I have a Makita 4" and dewalt 4.5 paddle. Use my dewalt for mostly everything but doing a tie in on 4" c/I above ceiling the Makita fits great to get clean cut.


----------



## Drain Pro (Nov 3, 2013)

I have a Hilti. It's comfortable to hold and more than gets the job done.


----------



## newyorkcity (Nov 25, 2010)

Honestly, has anyone kept the guard on for more than a day?


----------



## Drain Pro (Nov 3, 2013)

newyorkcity said:


> Honestly, has anyone kept the guard on for more than a day?


I finally leave it on after years of taking it off. I'm getting more safety conscious as I get older. I now wear a dust mask and safety glasses whenever I use it.


----------



## dclarke (Dec 22, 2012)

newyorkcity said:


> Honestly, has anyone kept the guard on for more than a day?


I always keep the guard on.


----------



## PlumbDumber (Aug 7, 2013)

Grinders don't cost that much, don't take up too much room, and are too important IMO to only have one on my truck. I keep two and have the guard on the one that I use the most and a second one with no guard on it that I use when the guard gets in the way.

It saves a lot of time not having to remove the guard & reinstall it after the job is done.

I had one given to me as a present that came from Northern Tools & liked it so much that I got another. They are cheap in cost & have lasted me for years under heavy use.


----------



## Pacificpipes (Oct 1, 2013)

newyorkcity said:


> Honestly, has anyone kept the guard on for more than a day?

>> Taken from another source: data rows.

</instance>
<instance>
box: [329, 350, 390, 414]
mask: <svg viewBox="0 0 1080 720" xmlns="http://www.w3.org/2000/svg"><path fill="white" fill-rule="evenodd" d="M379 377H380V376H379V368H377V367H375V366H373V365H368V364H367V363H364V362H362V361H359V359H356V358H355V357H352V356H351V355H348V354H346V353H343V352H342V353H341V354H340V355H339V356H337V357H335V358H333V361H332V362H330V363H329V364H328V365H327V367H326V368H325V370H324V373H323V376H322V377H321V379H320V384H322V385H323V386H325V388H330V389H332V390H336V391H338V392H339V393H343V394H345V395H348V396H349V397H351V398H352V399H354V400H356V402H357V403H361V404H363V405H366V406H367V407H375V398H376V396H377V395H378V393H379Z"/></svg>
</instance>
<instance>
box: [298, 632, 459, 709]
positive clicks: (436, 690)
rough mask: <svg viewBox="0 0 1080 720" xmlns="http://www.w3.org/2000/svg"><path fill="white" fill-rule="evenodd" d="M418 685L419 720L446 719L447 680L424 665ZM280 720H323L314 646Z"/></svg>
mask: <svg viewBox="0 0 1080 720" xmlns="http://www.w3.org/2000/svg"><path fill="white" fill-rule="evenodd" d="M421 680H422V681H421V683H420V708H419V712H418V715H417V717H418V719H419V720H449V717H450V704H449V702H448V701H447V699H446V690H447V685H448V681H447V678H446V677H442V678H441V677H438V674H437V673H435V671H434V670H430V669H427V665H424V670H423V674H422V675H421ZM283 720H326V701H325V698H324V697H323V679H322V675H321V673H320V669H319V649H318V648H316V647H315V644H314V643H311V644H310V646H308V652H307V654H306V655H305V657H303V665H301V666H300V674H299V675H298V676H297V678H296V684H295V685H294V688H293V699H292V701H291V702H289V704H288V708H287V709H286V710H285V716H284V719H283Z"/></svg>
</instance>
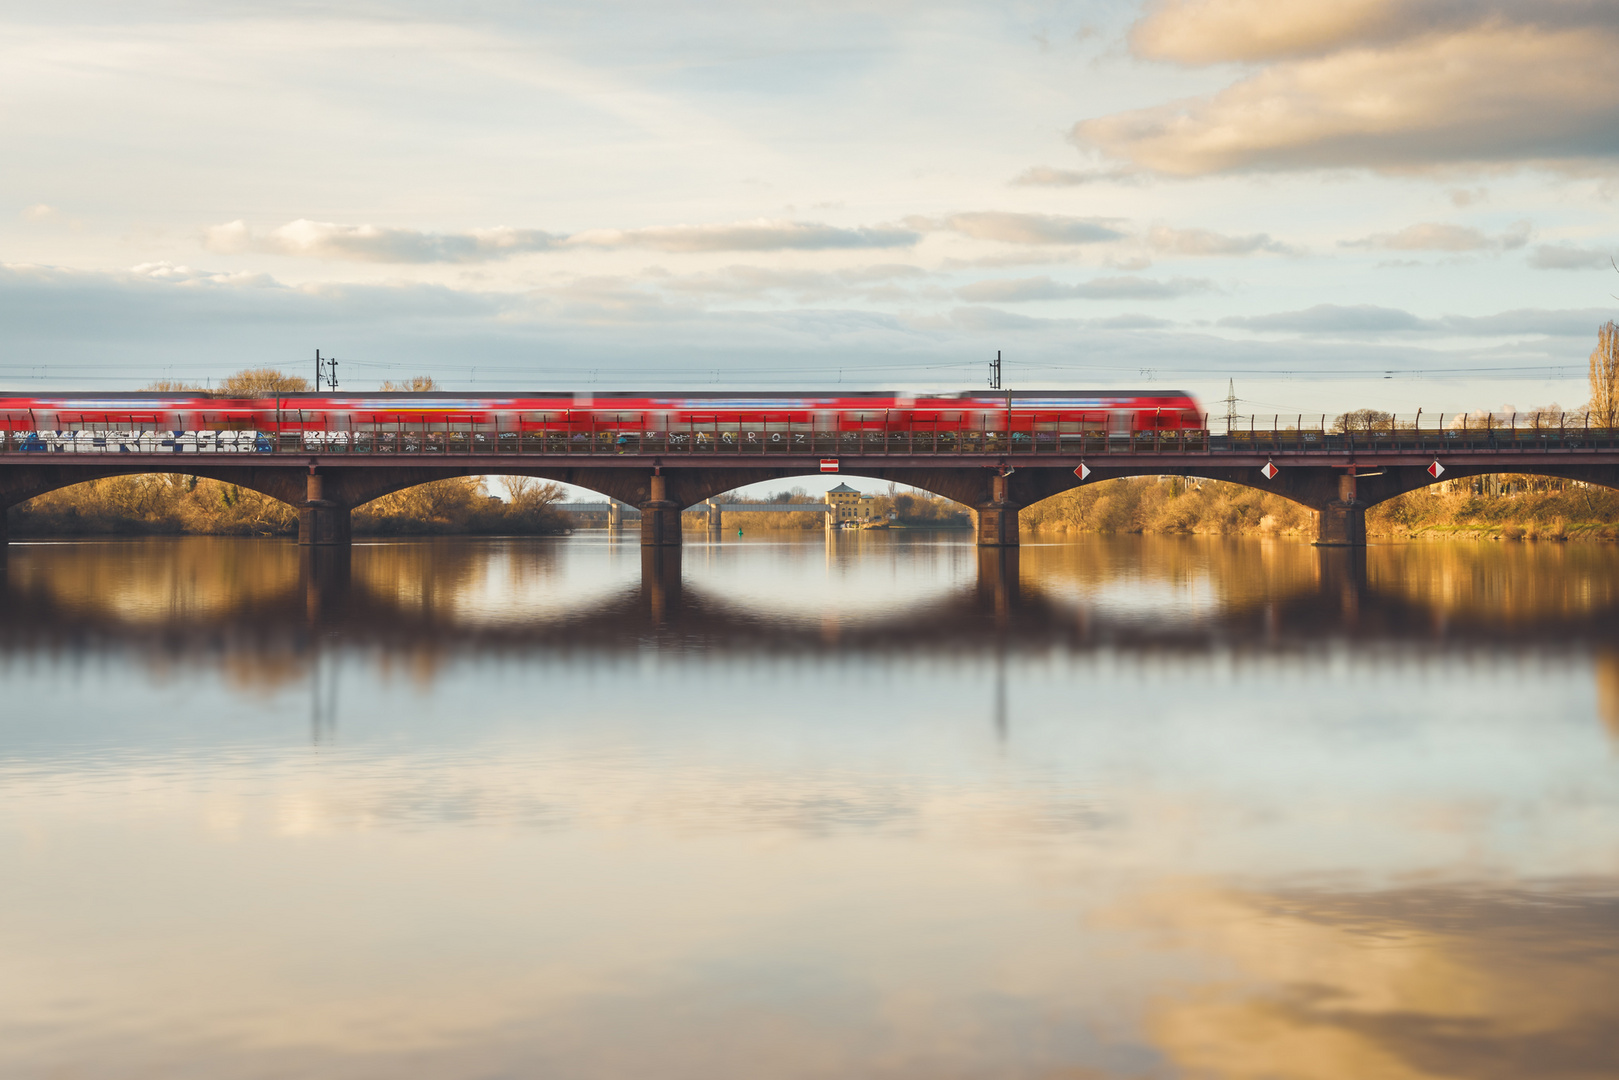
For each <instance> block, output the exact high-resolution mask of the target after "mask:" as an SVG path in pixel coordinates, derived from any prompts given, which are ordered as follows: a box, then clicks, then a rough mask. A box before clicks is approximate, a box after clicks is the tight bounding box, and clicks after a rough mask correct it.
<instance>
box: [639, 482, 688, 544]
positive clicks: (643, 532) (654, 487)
mask: <svg viewBox="0 0 1619 1080" xmlns="http://www.w3.org/2000/svg"><path fill="white" fill-rule="evenodd" d="M651 495H652V497H651V499H648V500H646V502H643V504H641V547H680V510H682V508H683V507H682V505H680V504H678V502H674V500H672V499H670V497H669V481H665V479H664V476H662V474H659V473H654V474H652V481H651Z"/></svg>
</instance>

No. Not on the small grinders. Thats the first thing to go. Large ones I think could do some damage if the disc breaks so that one stays on.


----------



## Dpeckplb (Sep 20, 2013)

I forgot I use the 18v Cordless Dewalt the most.


----------



## MootsNYC (Dec 19, 2013)

I like my Milwaukee 4 1/2, it has been through hell and back and is still kicking!


----------